AzureMarker commented 2 years ago

I think I have an alternative design for keeping track of these PThread objects which would fix the leak issue...

AzureMarker commented 2 years ago

@ian-h-chamberlain Idea: Do something similar to the thread local keys implementation by having a RwLock<BTreeMap<u32, PThread>, spin::Yield> and set pthread_t to u32. Then store the u32 for that thread in a thread local (to make pthread_self work). The u32 values can come from an AtomicUsize like in the thread keys impl.

Edit: could hold the current thread's key in a Cell

This introduces some synchronization, but as long as we drop the locks at the right times (we can make Pthread Copy and drop right after we read the map) I don't think it will need to wait for locks much at all.

Edit: by the way, we also should think about running the thread local destructors on thread deletion...

ian-h-chamberlain commented 2 years ago

Update: I tried a variant of the transmute for stuffing the whole struct into an int again, and it seems to pass Miri validation now? I don't think I was using Box before for the pointer field, so that might have been the real issue.

This seems kinda gnarly but I think it avoids the leaking issue, and shouldn't require any allocation or whatever. I still haven't been able to find any resources that definitively declare this as undefined behavior, and Miri accepts it, so maybe it's okay?

I am a bit hesitant to use thread locals and stuff like that since it feels like reimplementing what's already there in libctru, so if we can use their impl instead I think that would be preferable.

Re: destructors – yes, that's a good point and I will see if I can do that as part of my next push, seems fairly straightforward, I think.


Side note: from reading comments on https://github.com/rust-lang/rust/issues/29594 and https://github.com/rust-lang/rust/issues/91659 – does #[thread_local] actually do anything on this platform? I didn't have a chance to look at disassembly or anything so I'm wondering if it actually compiles down as expected. If so, we should probably mark the target as #[cfg(target_thread_local)] in rustc.

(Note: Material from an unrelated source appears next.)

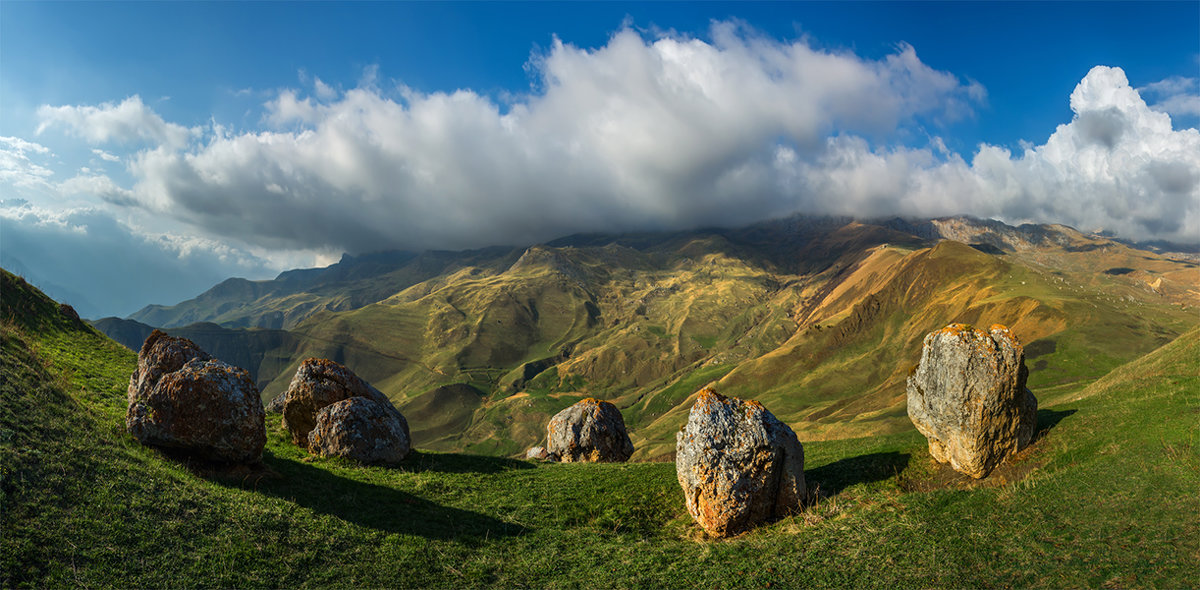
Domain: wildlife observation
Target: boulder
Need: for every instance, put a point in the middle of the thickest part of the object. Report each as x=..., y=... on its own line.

Meziu commented 2 years ago

Side note: from reading comments on rust-lang/rust#29594 and rust-lang/rust#91659 – does #[thread_local] actually do anything on this platform? I didn't have a chance to look at disassembly or anything so I'm wondering if it actually compiles down as expected. If so, we should probably mark the target as #[cfg(target_thread_local)] in rustc.

I am pretty sure it does work (or at least, the thread_local! macro does). We had problems with thread storage in the past, but it should work now.

ian-h-chamberlain commented 2 years ago

I am pretty sure it does work (or at least, the thread_local! macro does). We had problems with thread storage in the past, but it should work now.

My understanding, though limited, is that thread_local! uses emulation on unsupported targets (i.e. calling the pthread_key_* etc. functions implemented in this crate), but uses #[thread_local] in its implementation on supported targets. #[thread_local] seems to lower to an LLVM attribute or something like that on those targets, but I'm not sure how we can tell if that's supported on our target, other than perhaps comparing disassembled code or something like that. Perhaps @AzureMarker knows more from working on the thread local implementation...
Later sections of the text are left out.